Para recibir la Seguridad y la información técnica sobre sus Productos, usted puede inscribir a los diversos servicios, tales como la herramienta de alerta del producto (accedida de los Field Notice), el hoja informativa de los servicios técnicos de Cisco, y alimentaciones realmente simples de la sindicación (RSS).

El acceso a la mayoría de las herramientas en el sitio Web de soporte técnico de Cisco requiere una identificación del usuario y una contraseña del cisco.com.

http://www.cisco.com/cisco/web/LA/support/index.html

Información de la Función ISG Port-Bundle Host Key

La tabla siguiente proporciona la información sobre la versión sobre la característica o las características descritas en este módulo. Esta tabla enumera solamente la versión de software que introdujo el soporte para una característica dada en un tren de versión de software dado. A menos que se indicare en forma diferente, las versiones posteriores de ese tren de versión de software también soportan esa característica.

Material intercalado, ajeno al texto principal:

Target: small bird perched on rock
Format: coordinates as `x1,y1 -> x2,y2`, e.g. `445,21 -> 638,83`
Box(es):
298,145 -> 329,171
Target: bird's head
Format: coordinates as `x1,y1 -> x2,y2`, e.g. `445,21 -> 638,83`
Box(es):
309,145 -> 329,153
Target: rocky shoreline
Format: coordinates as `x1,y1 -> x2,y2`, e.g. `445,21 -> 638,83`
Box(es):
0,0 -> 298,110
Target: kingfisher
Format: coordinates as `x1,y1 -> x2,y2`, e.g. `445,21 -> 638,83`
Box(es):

Utilice el Cisco Feature Navigator para encontrar la información sobre el soporte del Soporte de la plataforma y de la imagen del software de Cisco. Para acceder el Cisco Feature Navigator, vaya a www.cisco.com/go/cfn. Una cuenta en el cisco.com no se requiere.

Cuadro 3Información de la Función ISG Port-Bundle Host Key

Nombre de la función

Versiones

Información de la funcionalidad de la característica

ISG: Sesión: Auth: PBHK

12.2(28)SB 12.2(33)SRC 15.0(1)S

La función ISG Port-Bundle Host Key sirve como mecanismo de señalización dentro de la banda para la identificación de sesión en los portales externos. Los paquetes TCP de los suscriptores se asocian a una dirección IP local para el gateway ISG y un rango de puertos. Este mapping permite que el portal identifique el gateway ISG desde el que se originó la sesión.

Este módulo proporciona la información sobre cómo configurar la característica de clave de host del Puerto-conjunto ISG.

En el Cisco IOS Release 12.2(33)SRC, se ha añadido soporte al Cisco 7600 Router.

Cisco y el logotipo de Cisco son marcas registradas del Cisco Systems, Inc. y/o de sus afiliados en los E.E.U.U. y otros países. Un anuncio de las marcas registradas de Cisco se puede encontrar en www.cisco.com/go/trademarks. Las marcas registradas del otro vendedor mencionadas son la propiedad de sus propietarios respectivos. El uso de la palabra Partner no implica en una relación de sociedad entre Cisco y ninguna otra compañía. (1005R)

Las direcciones IP (Internet Protocol) y los números de teléfono utilizados en este documento no son direcciones y números de teléfono reales. Cualesquiera ejemplos, muestra de la salida de comandos, diagramas de topología de red y otras figuras incluidos en el documento se muestran solamente con fines ilustrativos. El uso de direcciones IP o números de teléfono reales en contenido ilustrativo es involuntario y fortuito.